Les deux parties ont débattu mardi des éléments juridiques à fournir lors d'une audience préliminaire aux Etats-Unis organisée via Zoom, à trois semaines d'un procès sans précédent sur ce contrat à 44 milliards de dollars.
Les avocats de l'homme le plus riche au monde ont de nouveau réclamé l'accès à plus de données sur les comptes inauthentiques ou automatisés, et sur les méthodes de calcul du nombre d'"utilisateurs monétisables et actifs au quotidien".
Elon Musk soutient en effet, dans sa lettre du 8 juillet annonçant la rupture du contrat, que la proportion de spams dépasse "largement" les 5% des comptes estimés par Twitter.
Mais deux sociétés d'analyse de données engagées par l'homme d'affaires, Cyabra et CounterAction, ont évalué ce taux à 11% et 5,3%, respectivement, a indiqué Brad Wilson, un avocat de Twitter.
"Aucun de ces rapports ne soutient, même de loin, ce que M. Musk a dit à Twitter et au monde entier dans sa lettre du 8 juillet", a assené Mr Wilson.
Début juillet, le groupe basé à San Francisco a lancé des poursuites contre Elon Musk, pour le forcer à honorer le contrat d'acquisition signé fin avril.

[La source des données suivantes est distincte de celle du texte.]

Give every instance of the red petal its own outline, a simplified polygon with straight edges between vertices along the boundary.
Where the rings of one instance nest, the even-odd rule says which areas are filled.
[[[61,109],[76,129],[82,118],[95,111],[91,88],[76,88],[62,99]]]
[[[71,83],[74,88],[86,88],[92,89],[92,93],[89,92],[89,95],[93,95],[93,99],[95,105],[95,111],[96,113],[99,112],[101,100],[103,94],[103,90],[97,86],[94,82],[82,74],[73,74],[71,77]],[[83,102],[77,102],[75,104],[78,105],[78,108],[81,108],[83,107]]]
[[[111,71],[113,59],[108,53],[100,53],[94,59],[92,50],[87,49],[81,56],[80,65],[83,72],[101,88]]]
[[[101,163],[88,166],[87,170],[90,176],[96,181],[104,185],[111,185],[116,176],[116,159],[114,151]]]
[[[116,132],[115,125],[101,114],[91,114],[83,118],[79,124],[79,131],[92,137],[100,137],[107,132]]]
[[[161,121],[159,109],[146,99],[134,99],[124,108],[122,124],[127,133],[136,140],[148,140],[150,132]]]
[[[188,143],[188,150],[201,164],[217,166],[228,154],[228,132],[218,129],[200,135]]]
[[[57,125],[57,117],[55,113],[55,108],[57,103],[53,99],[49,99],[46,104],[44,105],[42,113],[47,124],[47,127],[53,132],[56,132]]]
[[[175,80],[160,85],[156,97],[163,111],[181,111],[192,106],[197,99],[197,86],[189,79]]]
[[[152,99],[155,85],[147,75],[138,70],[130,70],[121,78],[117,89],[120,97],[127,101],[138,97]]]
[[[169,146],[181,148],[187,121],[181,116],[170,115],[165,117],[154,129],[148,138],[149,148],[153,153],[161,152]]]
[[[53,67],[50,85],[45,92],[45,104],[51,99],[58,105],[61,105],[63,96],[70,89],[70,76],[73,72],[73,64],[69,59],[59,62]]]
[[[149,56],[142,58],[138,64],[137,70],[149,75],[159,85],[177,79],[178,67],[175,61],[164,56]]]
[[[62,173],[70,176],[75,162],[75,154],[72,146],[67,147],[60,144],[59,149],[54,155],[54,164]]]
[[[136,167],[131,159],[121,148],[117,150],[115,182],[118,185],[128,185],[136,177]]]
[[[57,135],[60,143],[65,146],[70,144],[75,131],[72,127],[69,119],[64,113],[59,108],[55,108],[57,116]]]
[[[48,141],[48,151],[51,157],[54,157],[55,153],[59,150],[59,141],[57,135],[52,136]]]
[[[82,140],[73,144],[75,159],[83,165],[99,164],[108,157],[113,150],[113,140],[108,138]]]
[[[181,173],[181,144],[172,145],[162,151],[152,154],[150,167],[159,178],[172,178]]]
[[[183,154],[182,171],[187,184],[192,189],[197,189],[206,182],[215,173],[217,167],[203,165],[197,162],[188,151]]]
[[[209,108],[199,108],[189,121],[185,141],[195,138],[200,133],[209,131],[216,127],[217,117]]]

Selon le conseil d'administration, la question des faux comptes est un prétexte mis en avant par le multimilliardaire, qui aurait changé d'avis en voyant la valeur des sociétés chuter en Bourse ces derniers mois.
- "Vif du sujet" -
"Passons la rhétorique et entrons dans le vif du sujet", s'est exclamée la juge Kathaleen McCormick, après plus de trois heures d'argumentation où les deux parties se sont mutuellement accusées de faire obstruction ou d'abuser du secret professionnel des avocats.
Ceux d'Elon Musk estiment notamment que Twitter leur demande trop d'informations sur leurs échanges avec Peiter Zatko, ancien chef de la sécurité du réseau social devenu lanceur d'alerte, qui a accusé cet été son ancienne entreprise d'avoir dissimulé des vulnérabilités informatiques et menti sur sa lutte contre les faux comptes.

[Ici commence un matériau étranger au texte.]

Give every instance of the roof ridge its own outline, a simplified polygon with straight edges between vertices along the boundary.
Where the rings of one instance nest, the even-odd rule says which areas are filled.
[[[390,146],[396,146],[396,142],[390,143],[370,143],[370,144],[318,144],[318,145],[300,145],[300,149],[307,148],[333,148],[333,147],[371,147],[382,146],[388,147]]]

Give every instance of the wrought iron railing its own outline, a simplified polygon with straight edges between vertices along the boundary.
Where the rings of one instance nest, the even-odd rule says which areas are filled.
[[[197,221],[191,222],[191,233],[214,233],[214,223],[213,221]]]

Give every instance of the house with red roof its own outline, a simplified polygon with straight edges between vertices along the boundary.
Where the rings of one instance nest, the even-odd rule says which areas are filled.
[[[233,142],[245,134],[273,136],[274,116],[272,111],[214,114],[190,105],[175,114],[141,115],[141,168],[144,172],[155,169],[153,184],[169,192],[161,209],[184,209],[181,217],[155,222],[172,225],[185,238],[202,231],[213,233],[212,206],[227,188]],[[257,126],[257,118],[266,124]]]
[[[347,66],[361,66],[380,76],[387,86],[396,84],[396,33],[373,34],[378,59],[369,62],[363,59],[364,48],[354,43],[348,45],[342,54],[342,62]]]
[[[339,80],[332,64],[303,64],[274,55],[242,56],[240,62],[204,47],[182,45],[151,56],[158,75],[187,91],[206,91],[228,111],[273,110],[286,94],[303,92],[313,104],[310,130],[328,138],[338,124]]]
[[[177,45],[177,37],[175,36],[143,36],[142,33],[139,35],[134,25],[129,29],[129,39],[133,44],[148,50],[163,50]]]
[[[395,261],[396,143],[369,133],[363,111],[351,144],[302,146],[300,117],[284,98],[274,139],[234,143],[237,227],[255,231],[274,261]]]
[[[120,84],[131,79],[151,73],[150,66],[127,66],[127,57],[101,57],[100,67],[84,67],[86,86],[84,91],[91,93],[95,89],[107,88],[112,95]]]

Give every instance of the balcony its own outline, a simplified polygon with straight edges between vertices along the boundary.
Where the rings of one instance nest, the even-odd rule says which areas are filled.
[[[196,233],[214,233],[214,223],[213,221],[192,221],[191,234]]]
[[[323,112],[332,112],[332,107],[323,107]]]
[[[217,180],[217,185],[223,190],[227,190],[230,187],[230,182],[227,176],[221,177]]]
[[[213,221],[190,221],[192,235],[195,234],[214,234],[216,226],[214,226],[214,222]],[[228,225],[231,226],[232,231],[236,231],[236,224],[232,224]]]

Début septembre, la juge a autorisé la défense à inclure ces accusations dans ses arguments.
Avant cette intervention surprise, le marché donnait l'avantage à Twitter, la loi étant a priori favorable au respect des contrats.
La présidente de la cour a accordé à l'entreprise un procès rapide, alors que le multimilliardaire voulait attendre l'année prochaine et demandait des quantités astronomiques de données.
Le procès doit avoir lieu du 17 au 21 octobre dans un tribunal spécialisé de l'Etat du Delaware (côte est des Etats-Unis), peu après la déposition à huis clos d'Elon Musk, qui a été reportée aux 6 et 7 octobre, d'après la convocation consultée par l'AFP.
La bataille judiciaire pourrait déboucher sur "un accord, le paiement de frais pour rupture du contrat, l'obligation de racheter Twitter comme prévu et une myriade d'autres résultats", considère Dan Ives, de Wedbush Securities, dans une note mardi.
L'analyste continue aussi de croire "possible que les parties négocient en coulisse".